The VIRTEU project intends to answer such questions as: ‘what ethics is about’, and ‘what is the benefit of getting it right’.
So far, Irina sees ethics as being about “negotiating the trade-offs”, and characterised her experience of interdisciplinary research in the project, and empathised with the CANDID researchers, said that “creating interdisciplinary research output is incredibly hard to do”.
The CANDID Primer and Template
The CANDID Primer was discussed, although it is currently in draft format.
In this document, the CANDID team proposes a reiterative and reflexive approach to the ‘innovation cycle’ and elaborates on the types of issues SSH scholars might, given the opportunity, typically raise as discussion points with innovators and engineers.
Everyone agreed, however, that the Primer is written by and for SSH scholars, as one participant commented: ”engineers would be flipping through the pages, looking for the instructions.
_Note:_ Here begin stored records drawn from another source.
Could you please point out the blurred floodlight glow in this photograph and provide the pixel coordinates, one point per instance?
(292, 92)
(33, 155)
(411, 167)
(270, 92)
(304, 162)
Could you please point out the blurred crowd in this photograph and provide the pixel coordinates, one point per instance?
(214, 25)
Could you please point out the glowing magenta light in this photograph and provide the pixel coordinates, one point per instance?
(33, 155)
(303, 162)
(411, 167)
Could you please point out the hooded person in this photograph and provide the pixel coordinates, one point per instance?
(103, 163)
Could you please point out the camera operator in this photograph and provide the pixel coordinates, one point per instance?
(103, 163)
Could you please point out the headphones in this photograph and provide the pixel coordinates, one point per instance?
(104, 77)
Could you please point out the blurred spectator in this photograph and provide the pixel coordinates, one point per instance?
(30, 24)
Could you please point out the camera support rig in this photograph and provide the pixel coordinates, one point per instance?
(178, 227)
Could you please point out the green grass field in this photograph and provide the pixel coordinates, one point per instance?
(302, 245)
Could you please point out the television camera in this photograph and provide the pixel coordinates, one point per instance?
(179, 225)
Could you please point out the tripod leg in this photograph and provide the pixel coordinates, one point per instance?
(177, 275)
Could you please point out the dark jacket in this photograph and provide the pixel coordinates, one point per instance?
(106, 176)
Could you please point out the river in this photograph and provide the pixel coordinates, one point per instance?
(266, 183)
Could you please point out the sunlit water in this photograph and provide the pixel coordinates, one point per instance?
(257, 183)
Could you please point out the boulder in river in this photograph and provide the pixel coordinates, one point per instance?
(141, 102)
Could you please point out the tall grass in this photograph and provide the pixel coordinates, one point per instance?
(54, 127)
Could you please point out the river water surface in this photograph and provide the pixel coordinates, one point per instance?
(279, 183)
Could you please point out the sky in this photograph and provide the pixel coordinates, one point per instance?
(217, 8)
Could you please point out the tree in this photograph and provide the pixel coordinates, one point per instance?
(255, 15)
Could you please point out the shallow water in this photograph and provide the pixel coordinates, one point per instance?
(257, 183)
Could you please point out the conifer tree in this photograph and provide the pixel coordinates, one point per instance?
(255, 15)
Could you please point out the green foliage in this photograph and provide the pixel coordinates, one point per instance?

They’re not trained to engage with textually rich material like that”.
The Primer points to common concerns among SSH scholars and proposes how SSH insights could be applied in the development of smart solutions that aim for responsible innovation. To get more attention from engineers, it was decided that an abbreviated version (7-8 pages) was necessary, that would convert the material presented in the Primer to a bullet list of key concerns, followed by direct questions for engineering teams to ask of themselves and reflect upon.
Update: an abbreviated version of the CANDID Primer, has since been made public and named CANDID Template.
CANDID data sharing and visualisation of discursive analyses

David Rozas
David Rozas and Kristrún Gunnarsdóttir described a FLOSS tool (Free/Libre and Open Source Software) used for data representation as part of the CANDID Primer and Template.
The dataviz project is a development of a data-sharing facility and visualisation of textual analyses at Surrey. An instance of the tool was generated and adapted specifically as a research instrument for CANDID, to be appropriated for public representation and open sharing of CANDID data.
The presentation described the technology, structural features and functions for use as a research instrument, and discussed what visualisation and data sharing can afford.
CANDID data was uploaded from the communications in Module 2 (thematic analysis for content ordering) and the discourse-analysis of policy and policy-related discourse conducted as part of WP5 (led by Surrey), with Module 3 communications (pending). The data comprises excerpts from interviews, written communications, documents and other textual sources – each chosen and given preliminary treatment on the bases of the analytic approaches of these CANDID partners, and in contextualising their structuring by thematic areas and links to the discursive strategies at work in the communications the data represent.
Kristrún said the team is in the process uploading further data and structural connections, and is to be finished before the final report.
Continuing journey of research into communications between SSH and ICT communities
In conclusion, CANDID is not a finished product, but an ongoing journey of research into communications between SSH and the ICT-LEIT communities: clarifying the meeting points and strategies for improved communications between these communities.
Overall the consortium members expressed happiness with what had been achieved in such a short time and were planning to follow up this work in new research projects.
Some key outputs from CANDID are being revised and/or completed, including submissions to scientific journals, the Primer, the Template, and uploading data to dataviz for data sharing and visualisation of discursive analyses.
All these materials will be trickling in up until the end of February and the links updated accordingly on the Progress page.